Her brother's arms are securely wrapped around her, holding her together as she cries at his shirt,   holding on to him. Grief perseveres, Frankie had learned long ago. You never stop grieving, simply learning to live with it and every year, on the death of her father's anniversary, Frankie breaks. She gives herself the day to cry, to clutch her brother's shirt tightly as the nightmares come.

And Stephen let her. Every year, he would come home and lay with her in silence ─ an older brother protecting her sister from the monsters from the past.

Stephen Strange, having seen the car swerving, only nineteen at the time, had jumped into the water, seeing the panicked look on his baby sister's face and the way his father struggled to remove the seatbelt, immediately swam to his sister, wrangling her out of the car as he pulled her back to safety only to find the paramedics have arrived.

He was going to jump back but they had held him back and Stephen stayed, holding his shivering sister as she cried. Funnily enough, seven years later and the scene is the same. Frankie cries, sobs, body shaking and tears falls and as he had seven years ago, Stephen holds her study.

"Shh," he tries to calm her as she sobs to his chest, having woken up from a nightmare. "I'm here. I got you."

Frankie says nothing, only crying some more as her brain seems to be determined to rewind the memory again and again. Had she gotten out on her own, would her father be alive? Had she pushed at her seatbelt like he had been telling her to, would he still be alive?

It had been Frankie's catalyst, turning her perfect, happy life into one filled with grief, superficial. Her mother who would tuck her in every night, a kiss on her forehead had turned cold, domineering, distant, unable to look her children in the eyes in fear of seeing her lost love on their faces.

Their home, once warm with the Christmas lights up till February, pictures lining the walls and full of echoes of laughter, had turned as cold as her mother.

And so seven years later, a child, only seventeen, cried for the life she lost.

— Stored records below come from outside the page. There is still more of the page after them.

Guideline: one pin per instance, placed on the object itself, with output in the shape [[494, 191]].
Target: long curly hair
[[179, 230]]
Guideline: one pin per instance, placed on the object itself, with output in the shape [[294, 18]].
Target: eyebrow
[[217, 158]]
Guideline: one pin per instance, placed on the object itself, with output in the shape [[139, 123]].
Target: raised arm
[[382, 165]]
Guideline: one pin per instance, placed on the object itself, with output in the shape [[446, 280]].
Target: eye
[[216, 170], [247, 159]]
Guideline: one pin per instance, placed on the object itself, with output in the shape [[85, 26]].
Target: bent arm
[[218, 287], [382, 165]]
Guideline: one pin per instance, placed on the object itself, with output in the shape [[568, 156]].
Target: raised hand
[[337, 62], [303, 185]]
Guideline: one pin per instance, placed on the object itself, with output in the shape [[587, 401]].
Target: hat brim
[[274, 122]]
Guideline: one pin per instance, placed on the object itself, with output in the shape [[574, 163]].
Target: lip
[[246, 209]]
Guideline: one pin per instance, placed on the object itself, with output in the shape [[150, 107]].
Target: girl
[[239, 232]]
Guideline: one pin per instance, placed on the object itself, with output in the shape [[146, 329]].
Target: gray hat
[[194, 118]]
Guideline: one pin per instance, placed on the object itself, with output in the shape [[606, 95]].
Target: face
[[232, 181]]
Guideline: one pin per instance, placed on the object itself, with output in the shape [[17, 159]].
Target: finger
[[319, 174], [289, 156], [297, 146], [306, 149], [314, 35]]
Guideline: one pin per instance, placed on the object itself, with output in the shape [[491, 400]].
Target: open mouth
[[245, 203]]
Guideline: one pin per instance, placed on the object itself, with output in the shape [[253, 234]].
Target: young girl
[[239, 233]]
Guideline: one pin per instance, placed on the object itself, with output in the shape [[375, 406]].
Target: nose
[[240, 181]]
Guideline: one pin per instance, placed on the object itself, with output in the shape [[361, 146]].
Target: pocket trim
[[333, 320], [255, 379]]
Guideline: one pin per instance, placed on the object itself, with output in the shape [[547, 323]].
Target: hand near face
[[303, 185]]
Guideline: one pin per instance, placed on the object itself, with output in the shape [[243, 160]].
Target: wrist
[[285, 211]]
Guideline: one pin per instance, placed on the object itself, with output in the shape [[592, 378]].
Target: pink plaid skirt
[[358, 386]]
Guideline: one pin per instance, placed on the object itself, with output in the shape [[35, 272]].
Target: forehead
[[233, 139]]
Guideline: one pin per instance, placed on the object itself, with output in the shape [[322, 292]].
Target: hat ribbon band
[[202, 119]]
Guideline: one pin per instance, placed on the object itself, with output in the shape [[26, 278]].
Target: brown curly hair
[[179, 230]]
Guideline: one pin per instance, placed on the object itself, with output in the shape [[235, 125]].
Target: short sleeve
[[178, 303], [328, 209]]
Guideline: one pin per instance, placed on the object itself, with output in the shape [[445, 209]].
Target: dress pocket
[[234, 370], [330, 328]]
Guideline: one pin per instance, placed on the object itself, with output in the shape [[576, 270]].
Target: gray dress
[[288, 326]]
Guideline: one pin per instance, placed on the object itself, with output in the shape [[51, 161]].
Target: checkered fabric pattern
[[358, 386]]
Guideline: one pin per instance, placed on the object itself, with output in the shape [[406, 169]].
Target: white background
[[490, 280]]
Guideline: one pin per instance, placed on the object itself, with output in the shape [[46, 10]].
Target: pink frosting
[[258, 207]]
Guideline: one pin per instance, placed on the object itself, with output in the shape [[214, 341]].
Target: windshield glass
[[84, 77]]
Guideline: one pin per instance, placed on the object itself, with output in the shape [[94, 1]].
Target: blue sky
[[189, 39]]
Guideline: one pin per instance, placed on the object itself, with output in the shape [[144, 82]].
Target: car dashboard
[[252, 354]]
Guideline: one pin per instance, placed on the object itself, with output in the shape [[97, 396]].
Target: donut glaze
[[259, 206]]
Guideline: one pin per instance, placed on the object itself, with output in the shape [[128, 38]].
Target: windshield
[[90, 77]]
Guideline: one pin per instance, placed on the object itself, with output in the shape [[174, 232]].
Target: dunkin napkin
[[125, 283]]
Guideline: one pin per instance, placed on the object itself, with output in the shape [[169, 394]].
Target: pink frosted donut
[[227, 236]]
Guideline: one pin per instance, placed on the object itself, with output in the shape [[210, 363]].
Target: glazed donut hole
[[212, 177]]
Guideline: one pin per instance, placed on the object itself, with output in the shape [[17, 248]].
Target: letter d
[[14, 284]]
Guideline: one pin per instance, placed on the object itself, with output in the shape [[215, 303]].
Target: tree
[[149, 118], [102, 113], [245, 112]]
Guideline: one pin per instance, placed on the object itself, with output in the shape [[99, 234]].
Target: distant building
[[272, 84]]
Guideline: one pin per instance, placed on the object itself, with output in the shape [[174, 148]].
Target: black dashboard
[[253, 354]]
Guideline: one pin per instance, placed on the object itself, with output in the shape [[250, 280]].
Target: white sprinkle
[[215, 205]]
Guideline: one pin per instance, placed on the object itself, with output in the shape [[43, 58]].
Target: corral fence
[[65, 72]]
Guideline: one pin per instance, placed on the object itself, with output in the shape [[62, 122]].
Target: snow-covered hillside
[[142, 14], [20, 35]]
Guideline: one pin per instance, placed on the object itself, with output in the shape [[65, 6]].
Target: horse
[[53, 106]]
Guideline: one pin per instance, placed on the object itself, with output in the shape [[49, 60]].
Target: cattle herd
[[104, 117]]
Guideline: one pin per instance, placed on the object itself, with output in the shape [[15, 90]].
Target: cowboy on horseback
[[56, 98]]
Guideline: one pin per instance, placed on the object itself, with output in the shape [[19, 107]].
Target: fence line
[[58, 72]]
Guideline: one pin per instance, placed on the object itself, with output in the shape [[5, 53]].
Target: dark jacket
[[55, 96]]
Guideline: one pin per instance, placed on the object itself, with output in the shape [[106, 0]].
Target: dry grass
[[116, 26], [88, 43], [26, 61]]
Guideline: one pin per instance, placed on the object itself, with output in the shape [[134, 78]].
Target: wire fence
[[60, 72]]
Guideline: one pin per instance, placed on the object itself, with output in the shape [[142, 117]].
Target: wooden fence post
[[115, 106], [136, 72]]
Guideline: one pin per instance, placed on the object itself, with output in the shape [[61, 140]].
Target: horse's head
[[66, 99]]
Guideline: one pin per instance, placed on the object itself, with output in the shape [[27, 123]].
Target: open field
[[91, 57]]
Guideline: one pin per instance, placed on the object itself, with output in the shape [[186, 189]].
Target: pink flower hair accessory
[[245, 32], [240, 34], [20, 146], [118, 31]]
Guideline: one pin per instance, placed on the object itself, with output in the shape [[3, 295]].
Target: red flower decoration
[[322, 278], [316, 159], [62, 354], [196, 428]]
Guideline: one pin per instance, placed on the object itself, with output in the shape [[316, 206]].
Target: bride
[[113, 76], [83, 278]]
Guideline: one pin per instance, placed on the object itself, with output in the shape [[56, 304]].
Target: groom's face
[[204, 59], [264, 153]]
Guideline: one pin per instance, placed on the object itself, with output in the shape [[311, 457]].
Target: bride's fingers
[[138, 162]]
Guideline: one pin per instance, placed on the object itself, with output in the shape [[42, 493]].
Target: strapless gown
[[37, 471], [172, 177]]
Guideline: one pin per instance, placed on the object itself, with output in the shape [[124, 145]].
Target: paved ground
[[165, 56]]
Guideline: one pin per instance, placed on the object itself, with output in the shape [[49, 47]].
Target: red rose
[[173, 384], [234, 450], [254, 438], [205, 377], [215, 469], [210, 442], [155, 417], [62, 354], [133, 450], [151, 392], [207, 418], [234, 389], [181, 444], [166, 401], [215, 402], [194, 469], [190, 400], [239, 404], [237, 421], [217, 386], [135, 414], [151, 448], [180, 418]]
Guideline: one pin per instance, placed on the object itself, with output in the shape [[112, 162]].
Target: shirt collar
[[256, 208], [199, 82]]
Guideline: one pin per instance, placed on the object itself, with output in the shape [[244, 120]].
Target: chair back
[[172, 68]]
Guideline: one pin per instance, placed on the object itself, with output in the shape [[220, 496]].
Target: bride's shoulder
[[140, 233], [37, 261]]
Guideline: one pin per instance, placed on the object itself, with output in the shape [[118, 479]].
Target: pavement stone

And yet, years later, there's one who's trauma was overlooked, one who drove his sister to every therapy but never bothered caring for his own. Stephen, barely an adult at the time, had stepped up after their mother became a shell of herself. He had to make sure to be there for his baby sister's recitals, every competition, every father-daughter dance. He had to step up because he knew no one would, because he had been desperate to give his sister even a semblance of the happy childhood they both knew.

Even now, Stephen holds Frankie tight to himself, keeping her together even when he himself is falling apart.

"I'm here, Frankie," he muttered against her hair as the girl sobbed to his chest, ignoring the way his heart was also clenching painfully. "I'm always here."